I keep getting called a shorter and a hater in my DMs. I am not. I do not own IBRX long or short. Nobody pays me I do biotech M&A for a living. I do the homework and flag traps before retail walks in. Yell at me if you want.

ANKTIVA is real. The drug works. I am not fighting the drug. I am fighting the guy at the top.

Public record on Dr Pat:

FDA warning letter March 24 2026, sent to him personally over claims on the Sean Spicer show that ANKTIVA could treat all cancers. Stock dropped 21 percent that day. The FDA does not send those letters to billionaires for fun.

STAT News January 2026, older one but part of the pattern. FDA refused his application to broaden ANKTIVA. STAT reported he misrepresented what happened in his FDA meeting when he went public attacking the agency.

Delaware Chancery November 2024. Shareholder filed a 700 million windfall complaint over related party transactions right before ANKTIVA approval.
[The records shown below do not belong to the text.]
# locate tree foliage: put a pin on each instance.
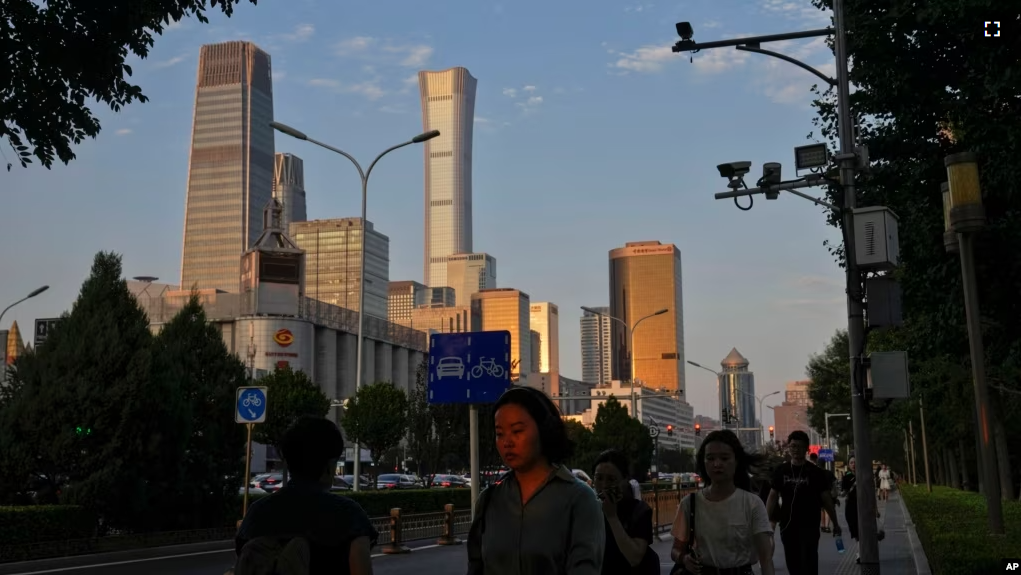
(377, 418)
(60, 54)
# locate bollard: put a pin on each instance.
(448, 538)
(396, 526)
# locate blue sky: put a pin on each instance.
(589, 133)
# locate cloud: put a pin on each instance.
(384, 51)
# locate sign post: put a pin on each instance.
(470, 368)
(249, 410)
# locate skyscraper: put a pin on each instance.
(595, 354)
(645, 278)
(289, 187)
(230, 172)
(447, 105)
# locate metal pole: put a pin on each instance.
(248, 470)
(868, 530)
(361, 316)
(989, 475)
(925, 447)
(473, 423)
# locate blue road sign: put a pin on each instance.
(469, 368)
(250, 404)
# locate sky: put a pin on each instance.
(589, 133)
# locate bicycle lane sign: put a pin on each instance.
(250, 404)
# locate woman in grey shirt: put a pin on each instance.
(538, 519)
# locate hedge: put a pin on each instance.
(954, 528)
(45, 523)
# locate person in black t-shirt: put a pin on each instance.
(628, 521)
(803, 489)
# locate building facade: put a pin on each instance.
(644, 279)
(507, 308)
(231, 164)
(447, 105)
(289, 187)
(469, 273)
(595, 346)
(333, 248)
(402, 297)
(737, 397)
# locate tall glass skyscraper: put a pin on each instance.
(230, 172)
(447, 105)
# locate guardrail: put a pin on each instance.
(394, 531)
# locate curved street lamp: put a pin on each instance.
(363, 174)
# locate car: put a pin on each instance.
(450, 367)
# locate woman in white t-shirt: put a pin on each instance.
(731, 529)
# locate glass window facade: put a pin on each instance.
(230, 176)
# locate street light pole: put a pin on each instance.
(361, 256)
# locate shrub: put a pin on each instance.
(32, 524)
(954, 528)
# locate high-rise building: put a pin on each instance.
(737, 396)
(447, 105)
(507, 308)
(596, 351)
(230, 171)
(332, 251)
(402, 297)
(469, 273)
(289, 187)
(644, 279)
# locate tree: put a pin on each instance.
(96, 426)
(290, 394)
(377, 418)
(190, 353)
(60, 54)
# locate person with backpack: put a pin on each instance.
(628, 519)
(303, 529)
(723, 529)
(538, 519)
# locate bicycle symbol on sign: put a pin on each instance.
(251, 400)
(488, 366)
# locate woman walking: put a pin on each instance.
(628, 519)
(723, 529)
(538, 518)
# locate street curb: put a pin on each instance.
(113, 557)
(917, 553)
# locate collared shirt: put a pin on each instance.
(560, 531)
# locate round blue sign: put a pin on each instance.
(251, 404)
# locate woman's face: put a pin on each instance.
(518, 437)
(609, 478)
(721, 464)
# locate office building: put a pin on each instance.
(402, 297)
(737, 397)
(447, 105)
(507, 308)
(469, 273)
(332, 266)
(595, 347)
(230, 171)
(289, 188)
(645, 278)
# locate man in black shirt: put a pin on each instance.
(803, 490)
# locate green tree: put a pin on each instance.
(377, 418)
(61, 54)
(99, 429)
(289, 395)
(190, 354)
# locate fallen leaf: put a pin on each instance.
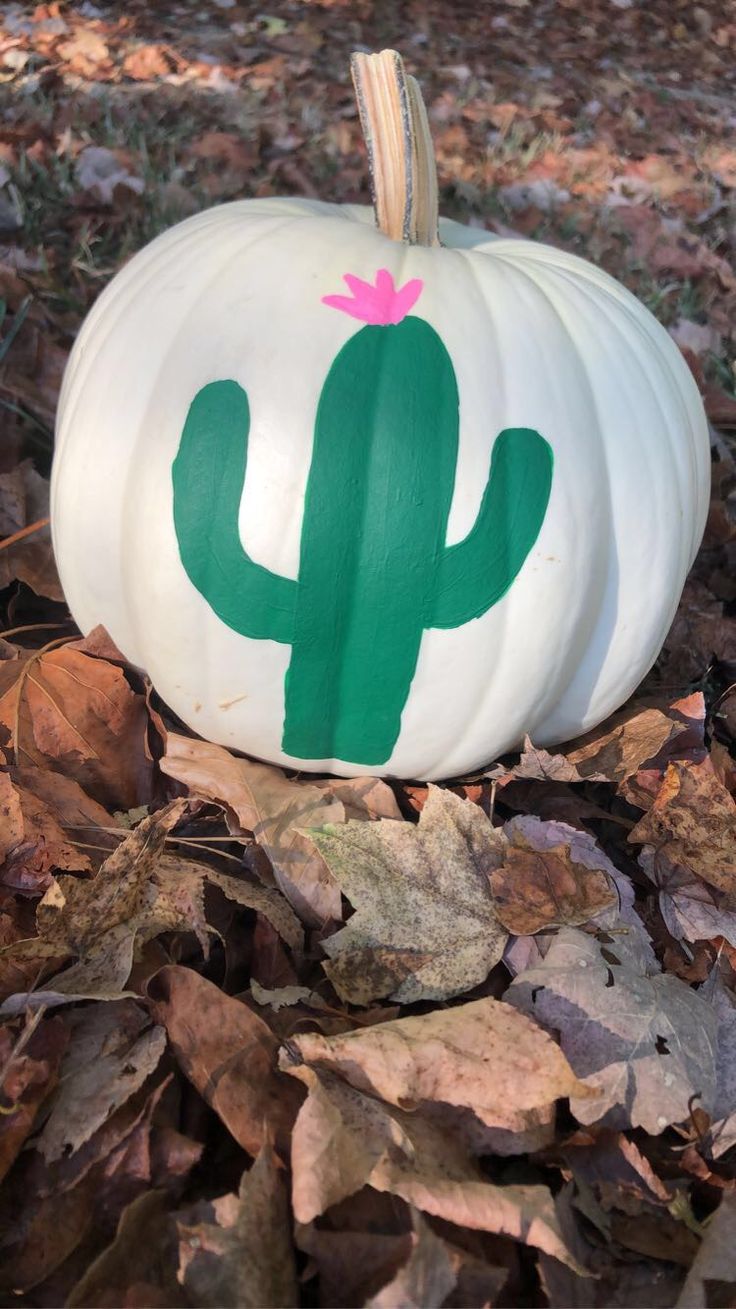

Dismissed on procedure, not merits. Financing facts still on the docket.

May 2026 securities class actions. Four plaintiff firms running active cases naming him personally. Levi and Korsinsky, Hagens Berman, Glancy Prongay, Wolke and Rotter.

2023 Complete Response Letter on ANKTIVA over manufacturing problems the company hid for two years. Same drug, same playbook.

Now the cap structure. Read slow.

Total liabilities 1.5 billion. Total assets 646 million. Stockholders deficit negative 870 million. Inside sits a 678 million convertible note owed to entities Dr Pat controls personally. The chairman is the biggest creditor of his own company. He is also the biggest shareholder. Next to that note is a 404 million revenue interest liability. ANKTIVA revenue is already pledged before it hits the books.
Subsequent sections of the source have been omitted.